Уже во «Взаимопомощи» Кропоткин отмечал правоту ламаркистов, которые признают «изменяющее влияние среды на живущие в ней виды»[17]. В дальнейшем Кропоткин более подробно развил этот вопрос, скрупулезно выуживая из научной литературы свидетельства, доказывающие, что растения и животные под давлением внешних условий претерпевают адаптивные изменения и затем передают их по наследству. Например, высокогорные травы покрываются густыми волосками для защиты от ультрафиолета, а птицы и звери на севере приобретают светлую окраску, чтобы стать незаметными на фоне снега. Дарвинизм объясняет эти приспособления естественным отбором, воздействующим на случайную изменчивость. Медвежонок со светлой шерстью может случайно родиться в любой местности, просто в обычном лесу это не даст ему никаких преимуществ, а вот за полярным кругом такой медведь сможет эффективнее охотиться и оставит больше потомства. Это как в казино, где есть везунчики и неудачники. Тебе либо выпал счастливый билетик, либо нет. Ламаркисты же верили, что холод и снег одинаково влияют на всех медведей, заставляя их меняться в нужную сторону. Изменчивость носит направленный характер и подчинена нуждам самих организмов. Природа, словно коммунист, отмеряет каждому по потребностям, подталкивая вперед всех особей данного вида, просто кто-то идет чуть медленнее, а кто-то – чуть быстрее. Различия в индивидуальной приспособленности при таких раскладах сглажены, а значит, отбор и конкуренция отходят на второй план. «Гипотеза, которая усматривает в борьбе за жизнь причину накопления изменений, больше не представляется необходимой, когда мы имеем реальную причину, производящую те же результаты, в виде прямого действия окружающей среды»[18], – пишет Кропоткин.

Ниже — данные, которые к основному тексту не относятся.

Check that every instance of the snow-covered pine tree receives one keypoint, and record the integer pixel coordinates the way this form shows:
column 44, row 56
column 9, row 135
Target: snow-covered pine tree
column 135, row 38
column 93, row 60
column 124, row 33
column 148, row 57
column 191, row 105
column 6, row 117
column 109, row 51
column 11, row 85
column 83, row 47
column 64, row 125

Дарвинизм с его мальтузианством всегда ассоциировался со свободным рынком и капиталистическим строем. «В наш век капитализма и меркантилизма "борьба за существование" так отвечала требованиям большинства, что затмила все остальное», – жаловался Кропоткин[19]. Напротив, ламаркизм традиционно отвечал чаяниям приверженцев левых идей и еще в додарвиновскую эпоху в Англии был взят на вооружение социалистами-оуэнитами[20]. Кстати, неслучайно, что при Сталине и Хрущеве, когда коммунистическая идеология еще не превратилась в пустую формальность, именно ламаркизм в исполнении Мичурина и Лысенко стал главенствовать в советской биологии. Но как лысенковцы продолжали ритуально взывать к авторитету Дарвина, точно так же и Кропоткин никогда открыто не противопоставлял себя ему. Наоборот, Кропоткин строил из себя защитника истинного дарвиновского учения, искаженного такими эпигонами, как Гексли. И он имел на это некоторое право, ведь на излете жизни сам Дарвин действительно претерпел ощутимый крен в ламаркизм. Если в первой версии «Происхождения видов», опубликованной в 1859 г., Дарвин категорично настаивал, что естественный отбор является единственным «мотором» эволюции, то в последующих изданиях этого труда он все больше прибегал к предположениям о направленной изменчивости и наследовании благоприобретенных признаков. Чтобы записать Дарвина к себе в союзники, Кропоткин в своих статьях подробно разобрал, как менялись его взгляды, дрейфуя к умеренному ламаркизму.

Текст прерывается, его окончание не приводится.